WHAT IS ‘what’s on the box?’ project/washing machine name
In the zine workbook and on the washing machine, the first step here is to give the machine/project a working title. This should have been discussed thoroughly in 2.2: get it on the garments so is just a case of writing it onto the dotted line.
However, in our initial laundromats, we gave the washing machines funny names based on the content of the project, like ‘RinsoMaths 1000’ (mathematical concepts); Pestbuster Wonderspin’ (pest eradication); ‘Equity Tubthumper 2000’ (equity, diversity and inclusion in STEM); ‘Cold-power Dynamo’ (antarctic science) and ‘Healthomatic Express 400’ (healthcare systems). You could pun it up here too.
WHAT IS ‘DIALLING IT IN’ project cycle stage and length?
Setting the dial reflects on the stage the engagement project is at (some people might be using the laundromat as a catalyst, some might be checking in and reevaluating – both are legitimate). It also asks how long they expect an engagement cycle to take. This stage can be a brief conversation (noting that you might move, for instance from steps 1 to 2 during the laundromat), and also if you have physical washing machines, it’s a moment to feel the materiality of the bottle top, which brings levity and playfulness to proceedings!
In the zine workbook, it looks like this:
WHAT IS ‘Setting the sliders’?
‘Setting the sliders’ is a tool to help think about if the engagement or scicomm is upstream or downstream of the research, and about the controversy level of the topic.
By upstream, we mean ‘engaging public(s) in earlier stages of research and development rather than at later stages’ (Parliamentary Office of Science and Technology, 2006), so ‘downstream’ means after the research has taken place.

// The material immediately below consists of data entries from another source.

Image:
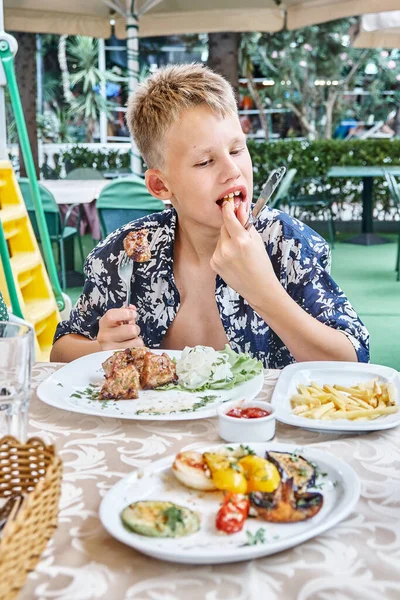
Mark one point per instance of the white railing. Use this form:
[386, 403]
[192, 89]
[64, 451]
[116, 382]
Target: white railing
[47, 151]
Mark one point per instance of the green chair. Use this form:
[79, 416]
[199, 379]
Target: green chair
[394, 190]
[84, 173]
[283, 190]
[310, 195]
[125, 200]
[58, 229]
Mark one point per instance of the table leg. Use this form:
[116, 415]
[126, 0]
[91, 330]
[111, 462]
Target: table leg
[74, 278]
[367, 237]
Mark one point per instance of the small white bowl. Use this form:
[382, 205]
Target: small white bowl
[233, 429]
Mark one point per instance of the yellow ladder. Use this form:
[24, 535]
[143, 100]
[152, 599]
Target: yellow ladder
[34, 291]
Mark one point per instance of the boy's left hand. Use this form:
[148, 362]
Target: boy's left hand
[240, 257]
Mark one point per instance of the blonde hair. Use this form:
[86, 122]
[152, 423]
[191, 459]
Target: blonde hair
[160, 100]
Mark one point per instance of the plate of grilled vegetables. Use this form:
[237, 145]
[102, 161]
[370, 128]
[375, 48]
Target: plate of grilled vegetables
[221, 504]
[139, 383]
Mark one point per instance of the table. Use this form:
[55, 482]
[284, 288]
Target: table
[359, 558]
[367, 236]
[85, 193]
[75, 191]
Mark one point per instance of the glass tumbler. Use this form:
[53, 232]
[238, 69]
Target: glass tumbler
[16, 352]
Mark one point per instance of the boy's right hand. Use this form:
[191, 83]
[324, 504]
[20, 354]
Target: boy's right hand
[118, 329]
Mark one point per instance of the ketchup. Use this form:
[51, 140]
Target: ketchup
[251, 412]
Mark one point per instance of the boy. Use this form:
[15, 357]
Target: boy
[210, 281]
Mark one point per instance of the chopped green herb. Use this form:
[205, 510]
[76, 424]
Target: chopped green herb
[319, 486]
[247, 449]
[173, 516]
[257, 538]
[302, 471]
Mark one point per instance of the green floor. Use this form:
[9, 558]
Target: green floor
[367, 276]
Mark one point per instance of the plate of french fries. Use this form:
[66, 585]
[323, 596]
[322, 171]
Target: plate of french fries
[338, 396]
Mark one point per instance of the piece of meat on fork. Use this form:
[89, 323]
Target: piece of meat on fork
[122, 358]
[158, 369]
[124, 384]
[136, 245]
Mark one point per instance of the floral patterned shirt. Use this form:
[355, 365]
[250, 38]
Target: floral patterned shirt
[301, 261]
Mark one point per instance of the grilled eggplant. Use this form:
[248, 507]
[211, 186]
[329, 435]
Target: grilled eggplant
[293, 466]
[286, 506]
[160, 519]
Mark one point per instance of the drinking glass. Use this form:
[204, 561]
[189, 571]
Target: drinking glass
[16, 352]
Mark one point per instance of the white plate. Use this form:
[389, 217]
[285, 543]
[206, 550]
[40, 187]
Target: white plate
[341, 373]
[340, 488]
[62, 388]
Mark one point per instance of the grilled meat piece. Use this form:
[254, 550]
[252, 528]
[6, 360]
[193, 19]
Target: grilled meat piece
[158, 369]
[137, 357]
[122, 358]
[115, 361]
[137, 246]
[285, 506]
[294, 466]
[124, 384]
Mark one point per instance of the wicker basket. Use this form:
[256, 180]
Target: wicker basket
[34, 470]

The first slider says: ‘the research or project we want to engage about is…’ and has poles marked ‘completely done and dusted’ to ‘not started yet’. The second says: ‘the engagement could change the direction of the research…’ with a slider from ‘a lot – the research agenda can/should change based on what is learnt’, to ‘not at all – we just want to share the research‘. In the 2.1: scicomm 101 parlance, ‘knowledge transfer’ (Stocklmayer, 2003) will by its nature be downstream, so there is no scope for any scicomm to change the research. ‘Knowledge sharing’ could relate to research-in-progress, and public engagement could potentially change the shape of the research, but probably won’t. ‘Knowledge building’ should take place at a point at which the research hasn’t been done, perhaps because social licence is not yet established. This kind of engagement needs to be upstream of the research.
These factors will vary depending on if an engagement project going through the laundromat is about a specific project, general disciplinary communication, or if it is a specific moment within a larger project. The point is simply to talk about it, about the value and potential of research moving upstream, and how they would approach this in the future.

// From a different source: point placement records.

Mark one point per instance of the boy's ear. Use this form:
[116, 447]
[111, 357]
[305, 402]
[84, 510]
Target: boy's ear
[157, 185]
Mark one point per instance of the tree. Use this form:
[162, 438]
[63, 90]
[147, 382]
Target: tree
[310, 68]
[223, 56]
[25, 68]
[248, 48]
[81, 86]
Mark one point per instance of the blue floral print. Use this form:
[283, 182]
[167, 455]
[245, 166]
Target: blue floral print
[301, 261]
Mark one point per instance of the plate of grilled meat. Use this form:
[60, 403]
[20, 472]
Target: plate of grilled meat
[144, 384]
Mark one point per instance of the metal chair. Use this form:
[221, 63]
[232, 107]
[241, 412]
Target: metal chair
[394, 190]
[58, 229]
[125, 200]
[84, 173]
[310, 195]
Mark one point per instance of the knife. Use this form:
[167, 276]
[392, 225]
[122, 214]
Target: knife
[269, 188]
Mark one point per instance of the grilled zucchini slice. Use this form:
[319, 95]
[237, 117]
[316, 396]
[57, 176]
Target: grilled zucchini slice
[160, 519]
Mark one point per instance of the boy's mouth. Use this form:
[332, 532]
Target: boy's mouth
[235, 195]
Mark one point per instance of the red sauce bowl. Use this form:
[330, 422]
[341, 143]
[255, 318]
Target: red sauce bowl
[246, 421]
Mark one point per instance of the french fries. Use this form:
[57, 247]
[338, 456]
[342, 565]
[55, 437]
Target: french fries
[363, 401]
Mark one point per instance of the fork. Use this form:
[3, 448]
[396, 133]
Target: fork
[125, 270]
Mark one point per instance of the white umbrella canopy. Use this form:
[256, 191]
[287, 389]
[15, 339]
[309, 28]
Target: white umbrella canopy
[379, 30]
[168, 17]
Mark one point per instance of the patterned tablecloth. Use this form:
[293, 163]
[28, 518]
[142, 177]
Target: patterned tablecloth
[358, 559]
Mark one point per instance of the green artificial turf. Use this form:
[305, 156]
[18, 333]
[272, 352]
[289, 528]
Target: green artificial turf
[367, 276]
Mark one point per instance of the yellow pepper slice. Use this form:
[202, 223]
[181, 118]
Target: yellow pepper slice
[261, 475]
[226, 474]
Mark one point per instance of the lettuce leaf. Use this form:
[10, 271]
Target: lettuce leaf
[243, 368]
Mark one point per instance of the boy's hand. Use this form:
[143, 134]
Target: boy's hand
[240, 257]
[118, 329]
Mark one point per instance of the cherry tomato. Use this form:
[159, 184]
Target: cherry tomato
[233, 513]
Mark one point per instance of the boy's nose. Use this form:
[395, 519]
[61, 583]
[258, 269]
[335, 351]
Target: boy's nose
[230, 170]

The third slider is about social licence. It says: ‘what we are working on with our research is…’ and has poles marked ‘controversial or contentious with no community acceptance’ on one end, and ‘accepted by the public and not at all controversial’. The ‘community’ and ‘public’ terms are used consciously to allow the conversation about who those groups might be. The potential interplay of this slider on the second one is the key discussion point, alongside if there are different views on this amongst the group. Some topics, for instance, pest eradication can seem clearly ‘good’, but even amongst a collection of scientists who understand the conservation value, there are myriad ethical discussions not far below the surface. It can be a useful reminder that the value of research in other audiences is never a given.